Canadian Edgar Nernberg isn't into the whole evolution thing. In fact, he's on the board of directors of Big Valley’s Creation Science Museum, a place meant to rival local scientific institutions. Adhering to the most extreme form of religious creationism, the exhibits "prove" that the Earth is only around 6,000 years old, and that humans and dinosaurs co-existed.
Unfortunately, Nernberg just dug up a 60-million-year-old fish.
¯\_(ツ)_/¯
Local outlets report that the man is far from shaken by the bony fish, which he found while excavating a basement in Calgary.
Because here's the thing: He just doesn't believe they're that old. And he's quite the fossil lover.
“No, it hasn’t changed my mind. We all have the same evidence, and it’s just a matter of how you interpret it,” Nernberg told the Calgary Sun. “There’s no dates stamped on these things."
No sir, no dates. Just, you know, isotopic dating, basic geology, really shoddy stuff like that. To be fair, I'm not any more capable of figuring out when a particular fossil is from than Nernberg is. I'd be one sorry paleontologist, given the opportunity. I've never even found a fossil, so he's got me there. But the science of dating fossils is not shaky -- at least not on the order of tens of millions of years of error -- so this fossil and the rocks around it really do give new earth creationism the boot.
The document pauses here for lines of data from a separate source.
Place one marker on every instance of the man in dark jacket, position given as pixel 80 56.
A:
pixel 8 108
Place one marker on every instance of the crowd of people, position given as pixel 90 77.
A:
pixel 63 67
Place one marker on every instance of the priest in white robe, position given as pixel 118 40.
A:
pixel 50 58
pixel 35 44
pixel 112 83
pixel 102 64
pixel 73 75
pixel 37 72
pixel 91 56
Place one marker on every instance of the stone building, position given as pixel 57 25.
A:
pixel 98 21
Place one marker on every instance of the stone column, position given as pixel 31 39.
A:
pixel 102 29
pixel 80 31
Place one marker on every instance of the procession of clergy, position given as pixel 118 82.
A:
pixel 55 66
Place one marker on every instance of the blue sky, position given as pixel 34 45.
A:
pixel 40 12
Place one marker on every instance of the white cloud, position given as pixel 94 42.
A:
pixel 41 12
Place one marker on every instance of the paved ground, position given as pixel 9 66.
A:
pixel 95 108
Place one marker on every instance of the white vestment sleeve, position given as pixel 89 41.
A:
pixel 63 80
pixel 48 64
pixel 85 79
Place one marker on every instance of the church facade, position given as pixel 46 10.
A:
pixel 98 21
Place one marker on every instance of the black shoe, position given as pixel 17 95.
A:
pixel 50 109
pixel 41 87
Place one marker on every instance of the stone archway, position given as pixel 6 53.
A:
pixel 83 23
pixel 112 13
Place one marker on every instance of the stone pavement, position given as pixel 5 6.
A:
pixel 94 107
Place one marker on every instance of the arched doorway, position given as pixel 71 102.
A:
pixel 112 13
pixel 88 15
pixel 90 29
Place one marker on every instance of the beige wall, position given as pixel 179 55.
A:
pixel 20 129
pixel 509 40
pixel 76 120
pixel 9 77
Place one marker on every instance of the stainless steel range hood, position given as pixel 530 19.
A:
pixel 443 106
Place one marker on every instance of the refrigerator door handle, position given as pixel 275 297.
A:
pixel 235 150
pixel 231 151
But this can go down as one of the best examples ever of why it's downright impossible to convince someone who's "opposed" to evolution that it's a basic fact: If you think the very tenets of science are misguided, pretty much any evidence presented to you can be written off as fabricated or misinterpreted.
The scientific community is thrilled and grateful for the find, and the University of Calgary will unveil the five fossils on Thursday. These fish lived in a time just after the dinosaurs were wiped out, when other species were able to thrive in the giants' absence. It's an important point in Earth's evolutionary history, because new species were popping up all over to make up for the ecological niches dinos left behind. Creatures from this era give us some breathtaking glimpses of evolution in progress. But it's rare to find fossils of that age in Calgary, since most of the rocks are too old and yield dinosaurs instead.
Ironically, Nernberg's contributions at the Creation Science Museum are almost certainly what scientists have to thank for the find. He's an amateur fossil collector, and he knew the fish were special as soon as he spotted them.
"When the five fish fossils presented themselves to me in the excavator bucket, the first thing I said was you’re coming home with me, the second thing was I better call a paleontologist," Nernberg said in a statement.
“Most people would have overlooked these. When these were uncovered, Edgar right away recognized them,” Darla Zelenitsky, paleontologist and assistant professor of geoscience at the University of Calgary, told the Sun. "He’s apparently interested in fossils, and that’s probably how he saw them. An ordinary person might have just seen blobs in the rock.”
Nernberg is reportedly seeking a cast of one of the fish so he can put it on display at the creationist museum.